Pamela Smart denied chance at freedom decades after killing
CONCORD, N.H. (AP) — Pamela Smart, a former high school employee convicted of recruiting her teenage lover to kill her husband, was denied a sentence reduction hearing Wednesday, more than 30 years after a sensational trial that inspired books and a Nicole Kidman movie.
Smart was 22 and working as a high school media coordinator when she began an affair with the 15-year-old student who shot and killed her husband, Gregory Smart, in 1990. Although she denied knowledge of the plot, she was convicted of conspiracy to commit murder and other crimes and sentenced to life without parole. The student, William Flynn, and three other teens cooperated with prosecutors, served shorter sentences and have been released.
Smart’s request was rejected in a 5-0 vote by a New Hampshire state council. It’s the third time Smart has asked the council for a hearing. Now 54, she has exhausted all of her judicial appeal options.
“I am absolutely convinced that there’s no evidence or argument” to grant a commutation request, councilor Janet Stevens said during a short discussion.
One thing that was different in this petition is that Smart apologized to her husband’s family for the first time.
“I offer no excuses for my actions and behavior,” she said in a recorded statement that was sent as a DVD to the attorney general’s office in December. “I’m to blame.”
“I regret that it took me so long to apologize to the Smart family, my own family, and everyone else. But I think that I wasn’t at a place where I was willing to own that or face that,” she said. “I was young and selfish and I wasn’t thinking about the consequences of what I was doing.”
In the state’s response, Jeffery Strelzin, associate attorney general, wrote that Smart has told a false narrative for over 30 years and just because she’s decided to change that now “does not mean that she has truly changed and fully acknowledged all the crimes she committed as an accomplice and conspirator in her husband’s murder, and the perpetrator of witness tampering.”
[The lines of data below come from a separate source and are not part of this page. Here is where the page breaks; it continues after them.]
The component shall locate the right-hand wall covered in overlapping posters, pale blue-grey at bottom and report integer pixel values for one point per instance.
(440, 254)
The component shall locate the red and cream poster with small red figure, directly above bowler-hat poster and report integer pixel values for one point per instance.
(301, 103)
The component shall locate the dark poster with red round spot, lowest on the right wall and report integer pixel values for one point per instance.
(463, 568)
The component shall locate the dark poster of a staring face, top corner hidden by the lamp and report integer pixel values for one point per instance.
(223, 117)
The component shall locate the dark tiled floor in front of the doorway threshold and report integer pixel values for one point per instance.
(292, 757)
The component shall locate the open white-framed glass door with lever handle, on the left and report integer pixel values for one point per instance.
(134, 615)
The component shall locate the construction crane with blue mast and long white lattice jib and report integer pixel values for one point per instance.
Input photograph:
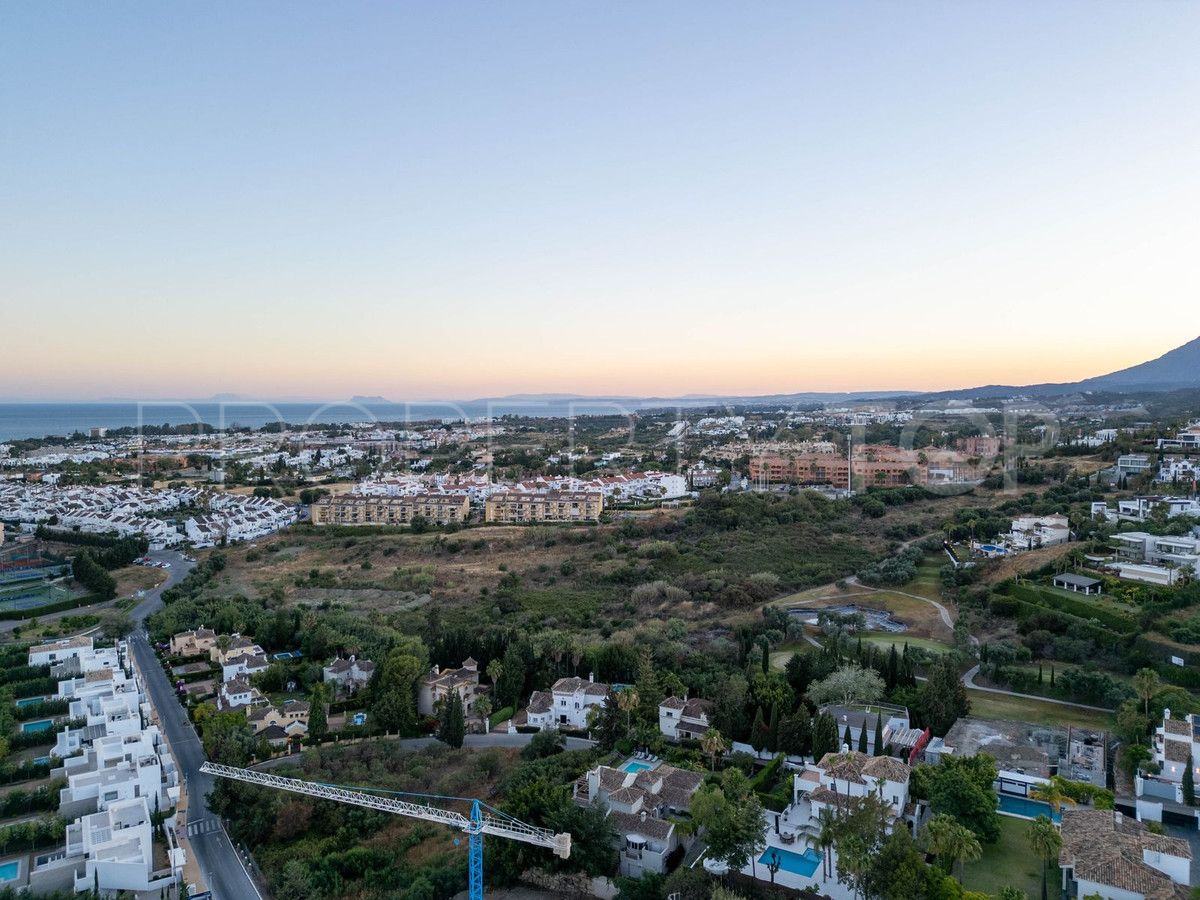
(483, 820)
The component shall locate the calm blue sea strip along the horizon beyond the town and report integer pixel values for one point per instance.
(37, 421)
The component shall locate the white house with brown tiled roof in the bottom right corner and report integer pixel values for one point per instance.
(1114, 857)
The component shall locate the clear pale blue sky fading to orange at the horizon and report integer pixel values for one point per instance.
(453, 201)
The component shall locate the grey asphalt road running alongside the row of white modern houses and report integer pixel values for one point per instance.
(217, 856)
“Decades of lies cannot be undone in an instant by newfound claims of remorse and a vague acceptance of responsibility,” Strelzin, who opposed a sentence reduction, added.
A cousin of Gregory Smart said she is not sure what Pamela Smart is apologizing for.
“In her petition, she apologizes to those ‘impacted by (her) actions and misjudgment’ and admits that it took her decades to accept this responsibility,” Val Fryatt said. “She needs to define what those actions and misjudgment truly represent. When she is ready to apologize and truly admit to the crimes she committed, our ears are wide open.”
Eleanor Pam, a spokesperson for Smart, called the council’s decision “disappointing” and said the evidence presented on Smart’s behalf was “overwhelming, and any fair reading of it by fair-minded persons should have resulted in a hearing.”
Smart submitted her petition in 2021. She can try every two years.
The trial was a media circus and one of the first high-profile cases about a sexual affair between a school staff member and a student. Joyce Maynard wrote “To Die For” in 1992, drawing from the Smart case. That inspired a 1995 film of the same name, starring Nicole Kidman and Joaquin Phoenix.
Flynn testified that Smart told him she needed her husband killed because she feared she would lose everything if they divorced. He said she threatened to break up with him if he didn’t kill Gregory Smart.
In addition to earning two master’s degrees in a Bedford Hills, New York, prison, Smart has tutored fellow inmates, has been ordained as a minister and is part of an inmate liaison committee. Many letters of support from inmates, supervisors and others were included in her application.
Besides saying that she is remorseful and has been rehabilitated, Smart’s appeal noted pardons granted to three other women in New Hampshire in murder cases. But the state countered that the cases involved less serious second-degree murder charges and the other women did not entice a juvenile to commit murder.